Obviously I cant give them brood from another hive else it will get chilled, so would it work if I were to swap the position of this hive with one of the others with more foragers? My worry is that the stolen foragers will realize the queen in the new hive is not their own, and may attack her.

I would appreciate any advice for this, and am open to any better ideas than swapping the hives around.

Some beeks I know use this:
1st put some plate ( or hive roof) in level with entrance of hive where you want to add some bees ( connected)
2nd choose hive from where you want to take bees, find queen and leave that frame, take other frame with bees from brood box and shake bees on the plate in front of weak hive. Young bees will go like the river into that hive, old bees will fly off. No fight, no hazard for the queen. I tried it several times, it was all OK.
This way some beeks use to "level" colony strength before main forage.
Other way I use more often:

Also check where is queen from hive you want to take bees. Leave that frame aside, choose frame with brood and bees you want to take. Take that frame and leave otuside the hive for 5-10 minutes. Then just add that frame to desired hive, also old bees will fly off and young will remain..

I wrote all of this, but when re-reading of your situation better don't apply on your colony. I advise you to merge with next to it..
The ways I wrote use for some worth saving.
 
Last edited:
So few bees and no brood probably not worth trying to save it, I would suspect the queen isn't much good either.

I am same opinion. Perhaps hive has nosema and now it has value of zero.

If you add bees to the colony, new bees may get nosema too.
 
Stealing bees from a strong hive (and making it weaker) to add to a weak hive seems illogical when thought about. I don't do it: tends to not work..
 
Stealing bees from a strong hive (and making it weaker) to add to a weak hive seems illogical when thought about.

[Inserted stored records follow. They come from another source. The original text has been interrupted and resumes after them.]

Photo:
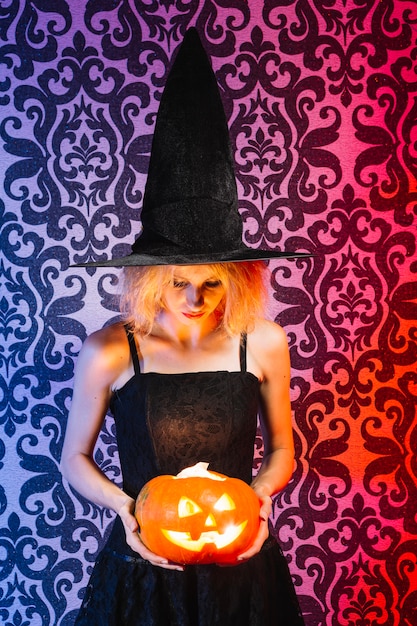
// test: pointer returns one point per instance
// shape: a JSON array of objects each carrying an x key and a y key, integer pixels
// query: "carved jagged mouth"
[{"x": 220, "y": 540}]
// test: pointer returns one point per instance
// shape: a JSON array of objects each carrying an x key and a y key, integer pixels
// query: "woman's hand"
[
  {"x": 263, "y": 533},
  {"x": 133, "y": 540}
]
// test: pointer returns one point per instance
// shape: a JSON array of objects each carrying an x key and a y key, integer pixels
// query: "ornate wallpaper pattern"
[{"x": 321, "y": 98}]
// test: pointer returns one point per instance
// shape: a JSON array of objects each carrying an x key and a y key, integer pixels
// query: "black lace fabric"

I don't do it: tends to not work..

Swapping means that the good hive looses its foragers and most of nurser bees. Its build up will be jammed.

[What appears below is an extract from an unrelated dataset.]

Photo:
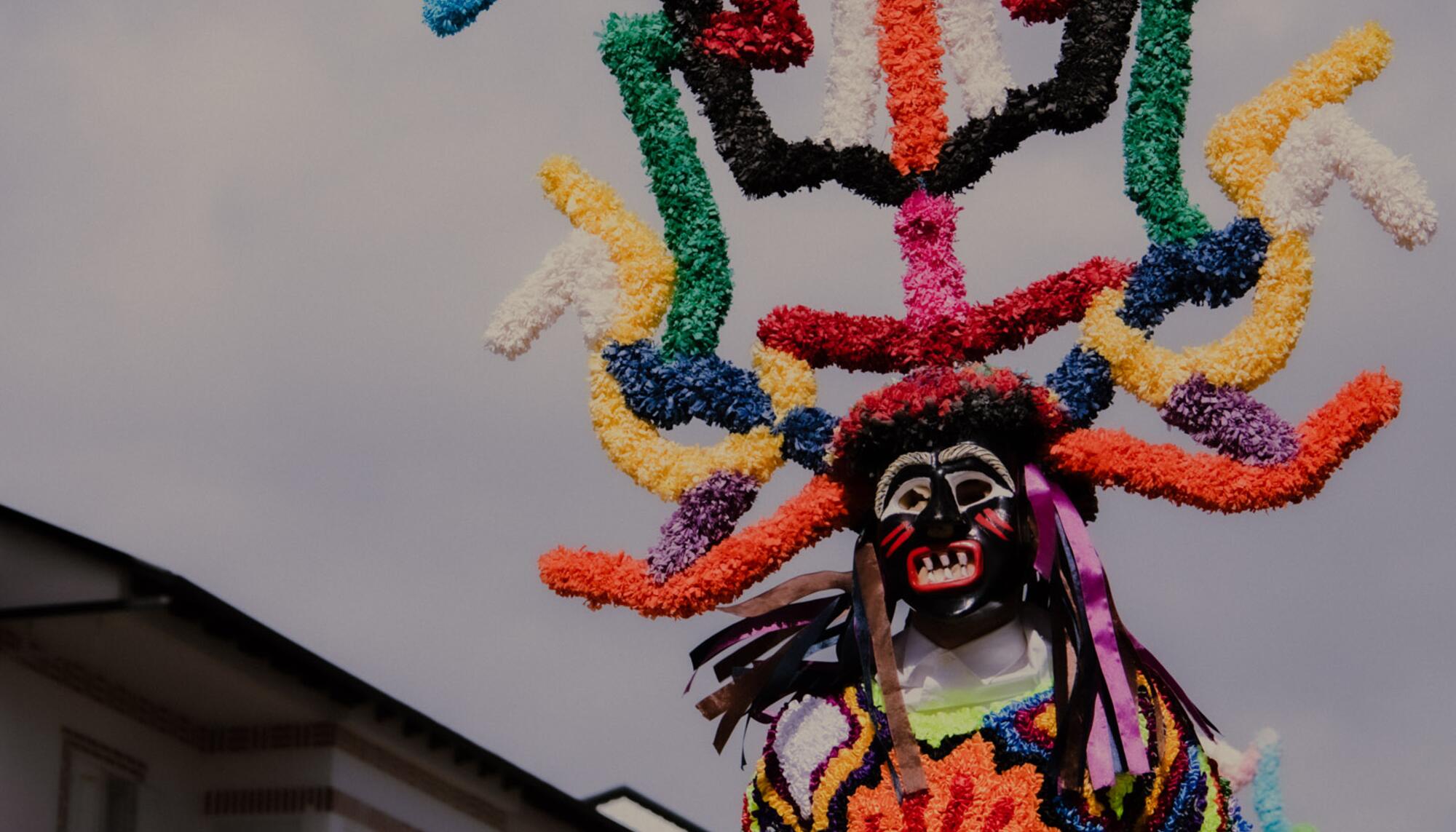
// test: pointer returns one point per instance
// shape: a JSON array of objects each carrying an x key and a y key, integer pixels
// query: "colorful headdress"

Advice, how to spoil a good hive. Yeas, guys do that, but it is mad job.



.
 
Last edited:
Right, fair enough. I'll just leave this hive alone and hope for the best.

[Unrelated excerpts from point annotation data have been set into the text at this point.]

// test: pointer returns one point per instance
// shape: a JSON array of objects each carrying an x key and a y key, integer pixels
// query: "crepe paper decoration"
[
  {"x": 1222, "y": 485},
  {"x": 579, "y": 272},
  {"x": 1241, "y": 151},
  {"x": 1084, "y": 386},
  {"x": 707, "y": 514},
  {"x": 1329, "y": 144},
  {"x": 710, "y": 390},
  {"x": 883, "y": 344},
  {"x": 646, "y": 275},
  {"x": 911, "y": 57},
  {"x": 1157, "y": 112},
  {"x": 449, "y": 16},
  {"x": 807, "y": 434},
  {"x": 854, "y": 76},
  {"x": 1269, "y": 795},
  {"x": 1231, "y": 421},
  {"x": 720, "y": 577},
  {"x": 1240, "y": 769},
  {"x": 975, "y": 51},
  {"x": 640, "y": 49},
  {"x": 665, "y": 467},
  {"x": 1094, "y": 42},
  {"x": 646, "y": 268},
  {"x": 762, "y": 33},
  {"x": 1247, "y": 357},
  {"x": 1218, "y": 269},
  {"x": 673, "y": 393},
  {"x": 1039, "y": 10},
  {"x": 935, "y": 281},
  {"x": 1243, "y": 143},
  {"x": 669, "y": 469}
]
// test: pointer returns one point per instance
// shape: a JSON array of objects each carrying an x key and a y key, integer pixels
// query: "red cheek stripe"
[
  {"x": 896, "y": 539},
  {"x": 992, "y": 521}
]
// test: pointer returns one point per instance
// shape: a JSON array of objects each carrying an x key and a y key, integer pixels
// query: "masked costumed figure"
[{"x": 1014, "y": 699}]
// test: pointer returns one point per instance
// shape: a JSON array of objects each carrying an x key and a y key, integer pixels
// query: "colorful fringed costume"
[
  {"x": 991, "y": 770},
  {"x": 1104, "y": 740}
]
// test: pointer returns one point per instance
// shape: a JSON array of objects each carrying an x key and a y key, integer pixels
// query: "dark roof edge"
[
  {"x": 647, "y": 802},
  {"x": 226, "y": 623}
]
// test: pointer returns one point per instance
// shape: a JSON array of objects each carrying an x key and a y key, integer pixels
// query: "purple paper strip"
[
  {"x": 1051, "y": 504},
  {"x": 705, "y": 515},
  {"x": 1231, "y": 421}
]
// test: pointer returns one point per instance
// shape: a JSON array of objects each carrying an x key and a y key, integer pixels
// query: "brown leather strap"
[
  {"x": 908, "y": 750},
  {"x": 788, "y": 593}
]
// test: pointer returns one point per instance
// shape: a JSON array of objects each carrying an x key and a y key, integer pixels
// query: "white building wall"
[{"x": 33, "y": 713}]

Is there any way I can bank the queen for a month or so, so I can use her for a split later on in the season? Or is she not worth saving also?
 
.
Buy a new queen. I bet that queen's workers are not tolerant against nosema and vain to try same next winter.
 
Hi
If your going to leave them alone to take their chances then at least move the frame with the bees & eggs with some stores into a well insulated nucleus.
Alec
 
Is there any way I can bank the queen for a month or so, so I can use her for a split later on in the season? Or is she not worth saving also?
Yes, I agree with what Eyeman's already written - you could put her and the in-use frames into a nuc on the existing hive stand.

You don't know what's wrong with the colony - it could be Nosema, the queen could be failing, or it could be that they are too small a colony in a very large box so giving them less space to heat might help them turn the corner. Then again it might be a waste of time.

Whatever the outcome, you will learn from experience.
 
Yes, I put them in a poly nuc yesterday when I saw they were weak. What I will do the next warm day is dummy it down to 3 frames with some insulation. Or would 2 frames be better?

Thanks all for the advice. It's a shame this happened, but I at least have 3 other hives that will make it.
 
Increase heat retention e.g. dummy down or/and insulate, feed- fondant at this time of year. Give the queen a chance before requeening? This is what I did with a week colony and its now going well, although wasnt as small as yours.